Detailed Information

  • Property Owned or Leased:N/A
  • Property Included:N/A
  • Building Square Footage:N/A
  • Lot Size:N/A
  • Total Number of Employees:3
  • Furniture, Fixtures and Equipment:N/A
Is Support & Training Included:

4 weeks

Purpose For Selling:

downsizing

Additional Info

The company was started in 2018, making the business 4 years old.

Why is the Current Owner Selling The Business?

There are all types of reasons why individuals decide to sell operating businesses. Nevertheless, the true factor and the one they tell you may be 2 entirely different things. As an example, they may state "I have too many other obligations" or "I am retiring". For lots of sellers, these reasons stand. But also, for some, these may just be excuses to try to conceal the reality of transforming demographics, increased competitors, current reduction in profits, or a variety of other reasons. This is why it is very essential that you not depend completely on a vendor's word, but instead, utilize the seller's response combined with your overall due diligence. This will repaint an extra practical image of the business's existing scenario.

Existing Debts and Future Obligations

If the existing entity is in debt, which lots of businesses are, then you will certainly have reason to consider this when valuating/preparing your deal. Numerous companies borrow money in order to cover things like supplies, payroll, accounts payable, etc. Remember that sometimes this can imply that profit margins are too small. Many organisations fall under a revolving door of taking on debt as a way to pay back other loans. In addition to debts, there may likewise be future obligations to take into consideration. There may be an outstanding lease on equipment or the structure where the business resides. The business might have existing contracts with suppliers that have to be fulfilled or might cause penalties if terminated early.
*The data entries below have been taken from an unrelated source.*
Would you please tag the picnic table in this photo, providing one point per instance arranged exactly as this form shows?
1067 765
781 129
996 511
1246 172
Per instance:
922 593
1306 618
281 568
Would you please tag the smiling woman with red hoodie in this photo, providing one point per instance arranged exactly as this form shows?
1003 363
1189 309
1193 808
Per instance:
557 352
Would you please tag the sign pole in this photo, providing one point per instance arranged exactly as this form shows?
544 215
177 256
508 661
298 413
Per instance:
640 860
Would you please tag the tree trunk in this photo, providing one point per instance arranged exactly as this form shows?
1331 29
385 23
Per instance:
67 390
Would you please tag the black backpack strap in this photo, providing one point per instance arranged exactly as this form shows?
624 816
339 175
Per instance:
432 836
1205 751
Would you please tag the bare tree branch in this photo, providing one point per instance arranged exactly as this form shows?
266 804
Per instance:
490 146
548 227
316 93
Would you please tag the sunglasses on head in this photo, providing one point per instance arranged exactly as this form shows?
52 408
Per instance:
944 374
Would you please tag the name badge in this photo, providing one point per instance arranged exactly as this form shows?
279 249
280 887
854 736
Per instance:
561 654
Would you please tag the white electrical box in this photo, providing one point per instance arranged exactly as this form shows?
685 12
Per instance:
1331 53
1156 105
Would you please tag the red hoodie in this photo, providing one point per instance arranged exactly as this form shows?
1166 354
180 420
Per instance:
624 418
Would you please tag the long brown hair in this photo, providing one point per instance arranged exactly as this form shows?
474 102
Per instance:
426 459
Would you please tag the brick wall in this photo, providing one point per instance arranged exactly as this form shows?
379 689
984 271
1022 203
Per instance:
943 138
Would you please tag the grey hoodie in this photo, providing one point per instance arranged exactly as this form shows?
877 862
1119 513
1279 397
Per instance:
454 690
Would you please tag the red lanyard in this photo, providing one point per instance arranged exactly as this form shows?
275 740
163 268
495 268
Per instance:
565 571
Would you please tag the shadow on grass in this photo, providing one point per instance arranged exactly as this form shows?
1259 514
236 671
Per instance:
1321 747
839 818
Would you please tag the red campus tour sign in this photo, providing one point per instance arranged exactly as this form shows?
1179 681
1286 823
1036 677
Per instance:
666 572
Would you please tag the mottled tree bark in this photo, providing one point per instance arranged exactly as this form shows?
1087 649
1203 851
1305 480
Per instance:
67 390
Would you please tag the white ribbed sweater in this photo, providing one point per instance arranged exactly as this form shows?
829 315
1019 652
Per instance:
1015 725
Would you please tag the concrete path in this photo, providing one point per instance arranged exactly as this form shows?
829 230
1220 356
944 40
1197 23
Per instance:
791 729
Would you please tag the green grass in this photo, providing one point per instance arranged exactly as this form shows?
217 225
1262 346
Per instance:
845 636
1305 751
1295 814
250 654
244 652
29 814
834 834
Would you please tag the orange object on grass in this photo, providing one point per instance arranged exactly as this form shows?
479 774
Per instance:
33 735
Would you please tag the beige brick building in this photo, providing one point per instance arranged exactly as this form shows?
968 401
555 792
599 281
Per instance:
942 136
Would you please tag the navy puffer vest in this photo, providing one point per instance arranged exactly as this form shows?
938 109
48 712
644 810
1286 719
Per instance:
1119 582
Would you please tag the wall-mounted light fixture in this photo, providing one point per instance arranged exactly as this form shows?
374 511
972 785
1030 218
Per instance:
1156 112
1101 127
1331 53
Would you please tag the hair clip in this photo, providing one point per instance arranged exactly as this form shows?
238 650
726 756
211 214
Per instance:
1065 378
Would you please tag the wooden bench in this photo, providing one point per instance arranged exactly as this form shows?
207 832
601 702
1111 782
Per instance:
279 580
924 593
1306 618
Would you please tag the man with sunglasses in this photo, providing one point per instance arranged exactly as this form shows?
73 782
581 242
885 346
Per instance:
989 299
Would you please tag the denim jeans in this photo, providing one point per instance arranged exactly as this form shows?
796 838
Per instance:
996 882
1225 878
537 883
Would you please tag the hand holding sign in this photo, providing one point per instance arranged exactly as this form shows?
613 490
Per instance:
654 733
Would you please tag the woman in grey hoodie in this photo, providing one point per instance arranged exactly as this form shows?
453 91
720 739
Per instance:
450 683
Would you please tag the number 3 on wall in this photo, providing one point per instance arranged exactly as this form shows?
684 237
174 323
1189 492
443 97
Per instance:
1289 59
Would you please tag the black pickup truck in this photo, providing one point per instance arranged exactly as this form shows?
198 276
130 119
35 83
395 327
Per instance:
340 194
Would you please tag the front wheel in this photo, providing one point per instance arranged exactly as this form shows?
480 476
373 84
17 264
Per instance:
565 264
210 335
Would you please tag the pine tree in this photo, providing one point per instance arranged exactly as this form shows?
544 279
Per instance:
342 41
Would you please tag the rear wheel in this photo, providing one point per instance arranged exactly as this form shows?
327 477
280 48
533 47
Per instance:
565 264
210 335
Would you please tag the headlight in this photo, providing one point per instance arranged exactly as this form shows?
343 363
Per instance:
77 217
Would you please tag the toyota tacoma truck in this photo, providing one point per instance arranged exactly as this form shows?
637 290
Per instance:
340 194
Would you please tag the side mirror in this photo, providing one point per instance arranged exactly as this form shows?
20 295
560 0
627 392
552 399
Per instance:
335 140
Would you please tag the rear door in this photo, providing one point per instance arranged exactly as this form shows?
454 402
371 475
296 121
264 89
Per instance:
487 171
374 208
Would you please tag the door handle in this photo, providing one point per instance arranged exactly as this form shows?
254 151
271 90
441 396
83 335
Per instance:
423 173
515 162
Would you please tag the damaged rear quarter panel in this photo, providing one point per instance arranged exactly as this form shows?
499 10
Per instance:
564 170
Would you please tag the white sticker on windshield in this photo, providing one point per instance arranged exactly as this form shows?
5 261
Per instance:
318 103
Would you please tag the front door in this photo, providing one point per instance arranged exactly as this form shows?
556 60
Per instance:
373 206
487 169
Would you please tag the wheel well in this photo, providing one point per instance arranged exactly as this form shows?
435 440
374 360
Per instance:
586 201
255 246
Understanding the Customer Base, Competition and Area Demographics

How do companies in the location draw in new clients? Often times, operating businesses have repeat consumers, which create the core of their everyday revenues. Specific elements such as brand-new competitors sprouting up around the area, road building and construction, and also staff turn over can impact repeat consumers and adversely influence future earnings. One essential point to consider is the location of the business. Is it in a highly trafficked shopping center, or is it concealed from the main road? Clearly, the more individuals that see the business regularly, the greater the possibility to develop a returning consumer base. A final idea is the basic area demographics. Is the business located in a largely inhabited city, or is it located on the outskirts of town? How might the local median house income influence future income potential?